Rut, la straniera che compie il cammino di Abramo e di Rebecca

Rut richiama Abramo che lascia la sua terra e la sua famiglia e si mette in cammino. Glielo dice Booz: «Hai abbandonato tuo padre, tua madre e la tua patria per venire presso gente che prima non conoscevi» (Rut 2,11; cfr. Gen 12,1). Richiama Rebecca che lascia la sua casa e la sua terra per andare da Isacco in una terra che non conosceva.
Vi sono, tuttavia, delle differenze che esaltano la figura di questa straniera, futura credente, antenata del Messia.
Abramo, risponde alla chiamata divina che continua a manifestarsi nella sua vita, in modi diversi, con parole, visioni, promesse. Rut non sente alcuna voce se non quella della solidarietà verso la suocera vedova e afflitta. Ella per Noemi è «nuora che ti ama e che vale per te più di sette figli» (4,15). Abramo inizia il cammino con il nipote Lot ma gli interessi personali dividono le loro strade (Gen 13,1-7). Rut segue la suocera per “amore solidale” e rimane fedele fino alla morte (1,17). La reciproca solidarietà le rende benedizione l’una per l’altra. Rut, straniera moabita, immagine di Abramo al femminile, è segno che anche le donne straniere, ritenute pericolose, possono a buon diritto entrare nell’alleanza, perché hanno i valori della Torah scritti nel cuore.
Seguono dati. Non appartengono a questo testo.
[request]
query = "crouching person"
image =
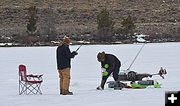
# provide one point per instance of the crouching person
(110, 64)
(64, 56)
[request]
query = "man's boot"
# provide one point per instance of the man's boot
(118, 85)
(66, 92)
(101, 87)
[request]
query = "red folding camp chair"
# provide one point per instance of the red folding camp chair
(29, 84)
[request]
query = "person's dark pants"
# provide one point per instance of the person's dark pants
(115, 73)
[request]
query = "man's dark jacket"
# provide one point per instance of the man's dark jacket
(64, 56)
(112, 61)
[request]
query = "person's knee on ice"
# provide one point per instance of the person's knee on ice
(111, 64)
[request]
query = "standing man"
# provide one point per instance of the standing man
(109, 64)
(64, 56)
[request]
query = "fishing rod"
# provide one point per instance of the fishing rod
(136, 56)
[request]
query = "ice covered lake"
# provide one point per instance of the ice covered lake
(86, 75)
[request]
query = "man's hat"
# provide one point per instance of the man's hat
(66, 40)
(101, 56)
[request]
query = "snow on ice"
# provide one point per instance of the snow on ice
(86, 75)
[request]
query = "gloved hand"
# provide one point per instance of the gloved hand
(99, 88)
(105, 73)
(74, 53)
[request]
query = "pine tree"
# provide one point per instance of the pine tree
(105, 26)
(32, 19)
(103, 20)
(128, 25)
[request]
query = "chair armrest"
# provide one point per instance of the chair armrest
(36, 76)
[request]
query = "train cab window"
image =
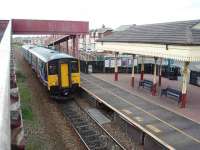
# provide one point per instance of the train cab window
(53, 69)
(74, 66)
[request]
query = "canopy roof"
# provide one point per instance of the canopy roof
(174, 40)
(181, 32)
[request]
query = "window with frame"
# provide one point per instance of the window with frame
(53, 69)
(74, 66)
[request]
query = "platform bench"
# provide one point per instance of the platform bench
(170, 92)
(146, 84)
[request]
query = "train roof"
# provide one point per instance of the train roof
(46, 54)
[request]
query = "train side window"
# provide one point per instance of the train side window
(53, 69)
(74, 66)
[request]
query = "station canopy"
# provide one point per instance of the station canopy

PER LA RIFLESSIONE PERSONALE


1) Il viaggio della famiglia di Noemi da Betlemme a Moab può significare l’illusione di credere che la felicità, il meglio, il benessere sia “fuori di casa” ma fuori casa c’è la morte! Il ritorno da Moab a Betlemme non indica un “ritorno” alle origini, cioè a Dio, fonte di vita? Che tipo di riscontro trovi con il cammino di fede?
2) Cosa provoca nel tuo cuore la scelta  di Rut di porre a base della vita non il proprio interesse ma la necessità dell’altro/a?
3) Quale luce la figura di Rut può offrire alla società e alla Chiesa di oggi che sono sfidate dal fenomeno delle migrazioni?